Her wet clothes dragged her down, and she fought back to the surface moments before she slammed into another rock. She tried to grab onto it, but it was too slick, and her hands felt like they were burning. The rapids only got worse downriver. She had to get out.
Kicking hard, Freya was thrown against an outcropping of stone, and her arm hooked around a broken branch. She could barely hang on, but panic became strength. She worked herself around it, and her feet touched the riverbed. The ridge of stone underfoot was only waist deep. She fought toward shore with the current rushing around her. Sobbing with each breath, she made it from stone to stone and reached the river’s edge.
When she got to the bank, she slipped, crashing on her hands and knees into the cold mud. On all fours, she clawed her way up the bank and through the brush to the trail. River water streamed off her, and each breath was a hurt, awful sound. Her teeth chattered hard.
What a stupid thing to do! Yet, how glorious to have survived it!
She couldn’t tell how badly she was hurt. It was too dark to see on the trail. She grasped at herself, checking if she was injured, but the burning in her fingers had become throbbing numbness. Limping, she made her way to the clearing. The river had carried her a long way.
The clouds parted, bathing the clearing in moonlight. She found she was banged up and cut, but nothing felt broken. Her jeans were shredded, one of the arms of her jacket had nearly ripped off, hanging by threads. She’d lost two toenails on her right foot and every toe had been badly stubbed. None of that mattered.
She was alive. Everything felt new and important.
Had a meteorite really struck right in front of her?

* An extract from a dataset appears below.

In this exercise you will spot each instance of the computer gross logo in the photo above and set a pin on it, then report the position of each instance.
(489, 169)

Was she just imagining it? Up the river from the rock she’d fallen off, a wisp of steam rose from the sandbar. A meteorite had indeed hit, hard enough to leave a crater. She could barely believe it.
Freya was soaked and shivering, but she had to look. She waded out to the sandbar, planting her feet with each step. She had no intention of slipping back in ever again.
The crater had filled in with dark water. She touched the surface tentatively, afraid it would be boiling hot, but the water was only slightly warmer than the river. The meteorite had sunk deep. She bent down and reached in until her ear was against the water’s surface. Her fingertips touched something solid.
It was a sphere, smooth and hot, but not too hot to handle. She dug it out and brought it back to the picnic table, clutched in both hands to soak in its warmth.
A meteorite. She held a piece of space. Freya could barely believe it. In the moonlight, the orb was dark and pitted, like a small cannonball, about three inches across. She squinted, wishing it wasn’t so dark. The meteorite was almost perfectly round.
There was an insistent quake in her shoulders, and the stinging in her toes grew worse. She needed to get warm and get peroxide on all these cuts or the river might claim her after all. Freya struggled to get her socks and shoes on, wincing as the fabric touched raw flesh.
She wedged the meteorite into the binoculars case and hung the Celestrons around her neck. There was no room for both. She grabbed her bike by the handlebars, telling herself to move faster. Hypothermia was a real possibility. As she left the clearing, she couldn’t help but look back. The river ran black and swift in the moonlight as if nothing had happened.
I almost died here.
She hurried up the trail, shivering.